British radio executive

John Simons (John Potts) is a British radio executive, former group programming director for GMG Radio now working as an International Radio Consultant, mainly in Europe, Africa and the Middle East.

==Biography==

Simons began his career in 1979, before fronting the Breakfast Show on Radio Tees from 1983 to 1986 (where he was also head of music), and moving to BBC Radio Nottingham where he presented the mid-morning show and afternoon drive show from 1987 to 1994.

In 1994 he was invited to be part of the team who launched Century Radio in Gateshead as programme director, assisting the managing director John Myers.
The Century brand with a high speech content ratio became successful, with other stations subsequently launched in Nottingham and Salford. At the North East Century he hosted the Afternoon show as well as the Lunch Time Phone-In and the Sunday lunchtime light-entertainment show called The Crazy Gardening Show with gardening experts Adam (Malcolm) Edon and Gary Philipson.

In 1997 he became programme director of national speech station Talk Radio UK, which was then attracting 2.1 million listeners, and saw an increase to 2.8 million listeners under his tenure.
He left when Kelvin MacKenzie took over the station after CLT sold to the Mirror Group in November 1998, and was escorted from the building by security officers on the takeover. He then moved onto London's LBC programming an all talk and phone-in format with which he had become so familiar.
He then returned to mainly music radio on BBC Radio 2 where he was drafted in to work on music policy by the Controller Jim Moir and his Deputy Lesley Douglas.

In 2000 he was then invited to become the group programme director for GMG Radio, by the then chief executive, his former Century boss and colleague from Radio Tees days John Myers.

GMG first launched, Real Radio in South Wales, the most successful of regional radio station launches and its Scottish equivalent formerly Scot FM bought for around £25 Million became yet again the most listened to radio station in Scotland in just two years.

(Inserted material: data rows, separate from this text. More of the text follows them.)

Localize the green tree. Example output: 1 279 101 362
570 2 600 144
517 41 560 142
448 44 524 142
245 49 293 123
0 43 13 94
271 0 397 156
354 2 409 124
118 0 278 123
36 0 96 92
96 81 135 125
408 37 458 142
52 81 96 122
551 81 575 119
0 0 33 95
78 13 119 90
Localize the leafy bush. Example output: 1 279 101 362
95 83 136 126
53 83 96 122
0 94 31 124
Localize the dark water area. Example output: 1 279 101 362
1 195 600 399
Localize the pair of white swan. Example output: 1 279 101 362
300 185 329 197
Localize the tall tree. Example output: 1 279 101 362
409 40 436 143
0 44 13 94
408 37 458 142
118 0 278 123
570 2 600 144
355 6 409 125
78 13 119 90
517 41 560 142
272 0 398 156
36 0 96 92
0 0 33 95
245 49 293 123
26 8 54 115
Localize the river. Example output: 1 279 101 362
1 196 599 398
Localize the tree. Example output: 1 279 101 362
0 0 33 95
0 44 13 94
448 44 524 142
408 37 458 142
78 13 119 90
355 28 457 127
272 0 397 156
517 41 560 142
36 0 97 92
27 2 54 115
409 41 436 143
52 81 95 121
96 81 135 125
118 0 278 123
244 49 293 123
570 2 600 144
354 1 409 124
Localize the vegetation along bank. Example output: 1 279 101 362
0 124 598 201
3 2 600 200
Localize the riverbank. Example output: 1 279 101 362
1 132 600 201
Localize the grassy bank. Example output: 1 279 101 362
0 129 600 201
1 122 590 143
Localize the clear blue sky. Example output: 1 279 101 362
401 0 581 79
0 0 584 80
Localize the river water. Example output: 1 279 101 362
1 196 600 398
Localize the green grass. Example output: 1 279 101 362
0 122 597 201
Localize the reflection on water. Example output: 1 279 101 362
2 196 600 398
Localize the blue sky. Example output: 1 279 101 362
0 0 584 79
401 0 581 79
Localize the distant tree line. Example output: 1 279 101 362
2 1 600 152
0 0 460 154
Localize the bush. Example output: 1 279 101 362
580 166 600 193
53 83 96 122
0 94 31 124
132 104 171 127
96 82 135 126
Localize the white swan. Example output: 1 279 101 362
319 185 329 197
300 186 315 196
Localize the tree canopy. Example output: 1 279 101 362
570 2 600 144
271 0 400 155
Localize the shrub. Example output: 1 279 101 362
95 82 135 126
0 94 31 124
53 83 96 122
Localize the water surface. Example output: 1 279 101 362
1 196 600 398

The Group grew quickly launching Real Radio Yorkshire followed by the acquisition of Jazz FM in London and the North West and then Saga Radio in the East & West Midlands, Glasgow and the North East. This made GMG Radio the third biggest commercial radio group in the UK.

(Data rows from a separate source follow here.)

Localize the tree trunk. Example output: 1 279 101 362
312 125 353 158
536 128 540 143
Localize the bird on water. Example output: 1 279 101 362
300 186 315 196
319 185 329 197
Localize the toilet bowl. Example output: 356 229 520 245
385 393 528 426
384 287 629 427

In May 2004 Simons was awarded the Sony Radio Academy Gold Award for Programmer of the Year. In October 2006, the group acquired the Century brand from GCap Media, and in December 2006 Simons received a Fellowship from The Radio Academy, "an award to recognise individuals who have made outstanding contributions to the industry."

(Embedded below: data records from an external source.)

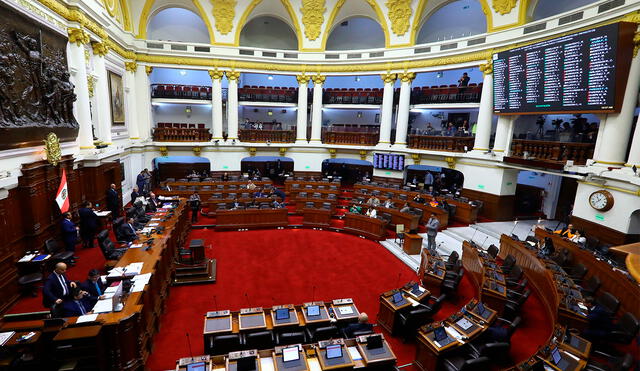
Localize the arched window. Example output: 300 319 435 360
530 0 600 21
326 17 385 50
416 0 486 44
147 7 210 43
240 16 298 50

On 25 June 2012 it was announced Global Radio (the owner of stations such as Capital and Heart) had bought GMG Radio, however the former will continue to operate separately until a regulatory review is carried out, Real Radio is thought to integrate into Heart.

John left Real and Smooth Radio at the end of 2013 having left the stations on record Rajar results and re-entered the world of consultancy.